Mais quoi qu’il en soit, qu’il s’agisse de la production et distribution cinématographique ou audiovisuelle et, dans une moindre mesure, des activités de holding et immobiliers, les résultats des activités s’affichent à la hausse. Les coûts de structures, comprenant le financement des besoins généraux, ont quant à eux été réduits de 52,7 millions d’euros en 2022 à 50,9 millions d’euros en 2023.
Les Jeux Olympiques suspendront des tournages
Pour la suite, plusieurs incertitudes planent. "Le calendrier de sortie des films français en 2024 pourrait être influencé par les conséquences des grèves des auteurs et comédiens aux États-Unis en 2023 qui [conduisent] à une raréfaction temporaire des films américains et par les Jeux Olympiques de Paris. Ces derniers auront en outre pour conséquence la suspension des tournages en région parisienne pendant plusieurs semaines en 2024. La tonalité du marché audiovisuel dépendra de l’évolution des investissements des plateformes dans un contexte de marché incertain et hautement concurrentiel", prévoit Gaumont.
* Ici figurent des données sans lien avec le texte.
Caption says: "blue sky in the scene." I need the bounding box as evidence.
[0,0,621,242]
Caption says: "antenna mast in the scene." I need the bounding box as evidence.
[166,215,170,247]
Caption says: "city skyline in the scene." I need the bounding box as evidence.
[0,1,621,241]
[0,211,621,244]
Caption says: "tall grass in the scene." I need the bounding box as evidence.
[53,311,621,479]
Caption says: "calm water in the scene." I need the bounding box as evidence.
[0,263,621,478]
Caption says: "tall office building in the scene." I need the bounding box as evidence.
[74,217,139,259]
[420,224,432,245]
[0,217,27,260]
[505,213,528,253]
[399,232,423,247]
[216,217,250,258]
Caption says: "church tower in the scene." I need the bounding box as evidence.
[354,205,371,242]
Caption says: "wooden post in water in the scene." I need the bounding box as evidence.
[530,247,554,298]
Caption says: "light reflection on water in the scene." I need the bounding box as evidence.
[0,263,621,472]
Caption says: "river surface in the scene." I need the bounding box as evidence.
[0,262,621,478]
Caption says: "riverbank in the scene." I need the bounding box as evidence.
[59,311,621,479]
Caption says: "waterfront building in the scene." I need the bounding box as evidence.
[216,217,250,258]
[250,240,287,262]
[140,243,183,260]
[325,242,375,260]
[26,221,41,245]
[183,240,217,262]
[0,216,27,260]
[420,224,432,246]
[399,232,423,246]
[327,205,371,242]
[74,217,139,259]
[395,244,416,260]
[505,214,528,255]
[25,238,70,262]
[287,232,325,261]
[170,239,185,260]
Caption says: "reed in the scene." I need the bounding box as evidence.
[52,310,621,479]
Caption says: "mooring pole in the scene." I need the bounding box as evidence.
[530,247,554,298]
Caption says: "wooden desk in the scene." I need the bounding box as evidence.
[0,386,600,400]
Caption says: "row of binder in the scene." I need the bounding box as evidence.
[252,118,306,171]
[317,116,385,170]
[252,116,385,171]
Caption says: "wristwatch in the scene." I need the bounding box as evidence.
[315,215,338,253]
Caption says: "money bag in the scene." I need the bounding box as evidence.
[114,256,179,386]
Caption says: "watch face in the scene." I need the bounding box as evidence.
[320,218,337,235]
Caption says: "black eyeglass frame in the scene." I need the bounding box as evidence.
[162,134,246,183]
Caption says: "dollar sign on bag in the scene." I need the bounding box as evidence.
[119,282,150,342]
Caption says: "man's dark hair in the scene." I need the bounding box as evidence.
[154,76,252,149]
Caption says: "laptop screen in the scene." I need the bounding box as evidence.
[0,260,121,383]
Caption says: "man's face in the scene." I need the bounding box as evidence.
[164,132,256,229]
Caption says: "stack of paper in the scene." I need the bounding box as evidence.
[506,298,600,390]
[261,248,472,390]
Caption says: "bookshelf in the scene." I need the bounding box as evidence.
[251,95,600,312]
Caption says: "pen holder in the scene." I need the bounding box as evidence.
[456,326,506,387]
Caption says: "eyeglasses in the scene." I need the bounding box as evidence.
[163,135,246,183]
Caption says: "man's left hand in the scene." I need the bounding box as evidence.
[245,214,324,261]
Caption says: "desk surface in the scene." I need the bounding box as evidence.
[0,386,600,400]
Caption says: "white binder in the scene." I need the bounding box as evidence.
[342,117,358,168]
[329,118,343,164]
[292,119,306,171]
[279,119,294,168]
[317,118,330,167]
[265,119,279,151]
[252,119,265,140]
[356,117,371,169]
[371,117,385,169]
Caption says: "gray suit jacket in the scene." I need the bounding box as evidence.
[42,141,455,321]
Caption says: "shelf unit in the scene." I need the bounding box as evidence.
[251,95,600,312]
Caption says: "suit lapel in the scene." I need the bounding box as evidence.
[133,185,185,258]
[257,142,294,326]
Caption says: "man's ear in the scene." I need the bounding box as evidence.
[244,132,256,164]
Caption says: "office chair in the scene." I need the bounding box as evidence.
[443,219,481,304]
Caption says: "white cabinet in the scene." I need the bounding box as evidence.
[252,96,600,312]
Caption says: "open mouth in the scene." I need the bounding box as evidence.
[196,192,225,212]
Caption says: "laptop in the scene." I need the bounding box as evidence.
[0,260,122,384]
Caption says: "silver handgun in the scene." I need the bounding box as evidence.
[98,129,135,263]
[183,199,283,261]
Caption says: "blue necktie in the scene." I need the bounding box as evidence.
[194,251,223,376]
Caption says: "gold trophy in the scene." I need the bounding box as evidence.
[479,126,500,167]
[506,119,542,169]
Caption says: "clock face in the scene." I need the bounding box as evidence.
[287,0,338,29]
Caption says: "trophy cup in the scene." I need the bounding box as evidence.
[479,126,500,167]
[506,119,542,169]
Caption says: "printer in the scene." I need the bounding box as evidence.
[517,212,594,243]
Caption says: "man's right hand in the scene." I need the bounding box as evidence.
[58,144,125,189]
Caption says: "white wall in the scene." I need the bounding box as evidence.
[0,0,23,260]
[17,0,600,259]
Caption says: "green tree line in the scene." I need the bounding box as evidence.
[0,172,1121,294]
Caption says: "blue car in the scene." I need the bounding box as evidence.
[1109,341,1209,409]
Des zones d’ombre qui devraient donc peser sur l’ensemble de l’industrie. Et ceci alors que le groupe Pathé, présidé par Jérôme Seydoux, pourrait probablement faire son entrée à la Bourse de Paris en 2024. Si Pathé est lui aussi présent sur le segment de la production et distribution, il exerce aussi dans le domaine de l’exploitation des salles. De plus, le groupe avait, pour mémoire, repris l’ensemble des salles de cinéma de Gaumont en 2017 pour 380 millions d’euros. Gaumont a en tout cas déjà sorti deux films en salles depuis le 1er janvier et huit autres sont au programme. Le groupe livrera par ailleurs deux unitaires produits pour le compte de plateformes, ainsi "qu’au moins neuf séries".